Hamza Halloubi Work

Walking and Talking , 2018-2019

Single-channel video installation, 6 min 21 , Color, sound

 

In Walking and Talking (2018-2019) we listen to a message to a friend, an appeal made from a museum in London, where the woman reflects on her position as an African in a European museum of modern art. She speaks about concerns such as identity, class and artistic heritage and questions the position of a non-Westerner in relation to modern Western art: that very Western art which, while making a claim to universality, also excludes other narratives.

 

In Walking and Talking the 'brutal' manner of filming, combined with the round form of the image which suggests the absence of a beginning and an end, seems to bring about a negation of the film's narrative structure.
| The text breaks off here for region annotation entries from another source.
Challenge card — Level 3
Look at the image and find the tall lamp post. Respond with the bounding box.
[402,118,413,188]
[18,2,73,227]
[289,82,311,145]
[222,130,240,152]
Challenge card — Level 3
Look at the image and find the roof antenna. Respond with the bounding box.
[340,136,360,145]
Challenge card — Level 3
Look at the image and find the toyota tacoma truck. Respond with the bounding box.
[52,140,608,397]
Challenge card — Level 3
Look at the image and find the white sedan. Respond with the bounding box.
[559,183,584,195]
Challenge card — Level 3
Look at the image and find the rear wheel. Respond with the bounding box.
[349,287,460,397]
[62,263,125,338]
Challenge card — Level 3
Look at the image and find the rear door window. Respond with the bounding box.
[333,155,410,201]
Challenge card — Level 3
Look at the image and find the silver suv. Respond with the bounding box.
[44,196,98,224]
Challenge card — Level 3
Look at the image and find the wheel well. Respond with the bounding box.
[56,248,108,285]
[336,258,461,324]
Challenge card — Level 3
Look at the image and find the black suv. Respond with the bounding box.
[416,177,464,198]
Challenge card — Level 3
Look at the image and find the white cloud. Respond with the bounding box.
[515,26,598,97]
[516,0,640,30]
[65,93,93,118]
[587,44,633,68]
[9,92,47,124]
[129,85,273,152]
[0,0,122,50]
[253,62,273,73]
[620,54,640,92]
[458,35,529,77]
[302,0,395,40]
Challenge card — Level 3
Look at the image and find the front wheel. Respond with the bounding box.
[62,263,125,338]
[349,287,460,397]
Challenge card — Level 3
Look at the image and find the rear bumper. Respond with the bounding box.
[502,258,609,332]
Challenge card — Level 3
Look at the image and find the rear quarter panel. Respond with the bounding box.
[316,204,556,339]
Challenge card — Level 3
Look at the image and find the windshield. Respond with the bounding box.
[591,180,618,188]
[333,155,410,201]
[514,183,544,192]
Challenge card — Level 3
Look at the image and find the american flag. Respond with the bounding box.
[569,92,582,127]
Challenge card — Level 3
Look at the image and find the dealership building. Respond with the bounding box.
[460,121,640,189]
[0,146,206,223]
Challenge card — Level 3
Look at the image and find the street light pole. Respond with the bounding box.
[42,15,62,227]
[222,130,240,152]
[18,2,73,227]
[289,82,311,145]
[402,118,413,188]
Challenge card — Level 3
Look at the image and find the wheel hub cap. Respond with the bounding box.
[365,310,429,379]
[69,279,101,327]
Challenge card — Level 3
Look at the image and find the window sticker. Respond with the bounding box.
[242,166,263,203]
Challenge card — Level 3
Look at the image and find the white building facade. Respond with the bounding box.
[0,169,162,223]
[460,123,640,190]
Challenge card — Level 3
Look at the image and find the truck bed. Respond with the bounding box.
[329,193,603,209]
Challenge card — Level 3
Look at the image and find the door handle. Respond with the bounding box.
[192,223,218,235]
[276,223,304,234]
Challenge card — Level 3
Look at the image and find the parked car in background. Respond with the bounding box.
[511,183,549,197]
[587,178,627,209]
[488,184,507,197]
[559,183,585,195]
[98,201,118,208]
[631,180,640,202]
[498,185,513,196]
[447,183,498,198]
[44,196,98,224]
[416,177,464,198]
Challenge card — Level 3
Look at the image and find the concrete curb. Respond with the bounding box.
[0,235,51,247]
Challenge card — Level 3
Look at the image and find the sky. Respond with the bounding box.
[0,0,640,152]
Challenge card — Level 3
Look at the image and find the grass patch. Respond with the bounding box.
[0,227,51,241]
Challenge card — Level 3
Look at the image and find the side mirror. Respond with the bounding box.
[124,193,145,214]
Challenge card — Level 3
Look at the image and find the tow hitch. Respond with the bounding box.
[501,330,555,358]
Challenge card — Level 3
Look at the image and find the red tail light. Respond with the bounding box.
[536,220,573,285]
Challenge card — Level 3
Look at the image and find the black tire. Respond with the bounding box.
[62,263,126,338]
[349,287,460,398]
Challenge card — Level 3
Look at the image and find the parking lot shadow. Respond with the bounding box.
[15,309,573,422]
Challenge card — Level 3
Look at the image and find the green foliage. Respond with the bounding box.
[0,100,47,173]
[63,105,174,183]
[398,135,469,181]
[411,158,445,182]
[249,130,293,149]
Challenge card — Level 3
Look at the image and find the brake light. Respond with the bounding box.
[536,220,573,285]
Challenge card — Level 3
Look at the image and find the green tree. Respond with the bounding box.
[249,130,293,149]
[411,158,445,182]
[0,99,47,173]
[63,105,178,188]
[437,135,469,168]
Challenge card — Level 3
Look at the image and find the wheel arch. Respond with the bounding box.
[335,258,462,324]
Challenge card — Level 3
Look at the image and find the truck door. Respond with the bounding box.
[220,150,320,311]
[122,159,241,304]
As a result the voice in the video assumes a crucial role. The technique is not voice-over, but voice-on, shown on the screen, via the image of the narrator's mouth, as a means of accentuating the physical presence of the voice. By situating the English transcript of the text in the middle of the image, Halloubi allows the viewer to be 'guided' through the decoding of horizonless images which have a certain weightlessness due to their circular shape.

 

In this way the image, being neither entirely documentary nor purely fictional, is literally and figuratively reduced to its elementary form. Meanwhile, the position from which the artist acts is characterized by distance and the deliberate avoidance of a direct correlation between the text and the image. It is up to the viewer to find his or her own way through the image and to appropriate the text for interpretation. The same holds true for the exhibition's title, which is partly a quote despite the absence of any reference to the author. The quote provides no explanation; and consequently, removed from the original context, its words acquire the power to undermine certainties and presuppositions, and... to turn our dreams into chaos.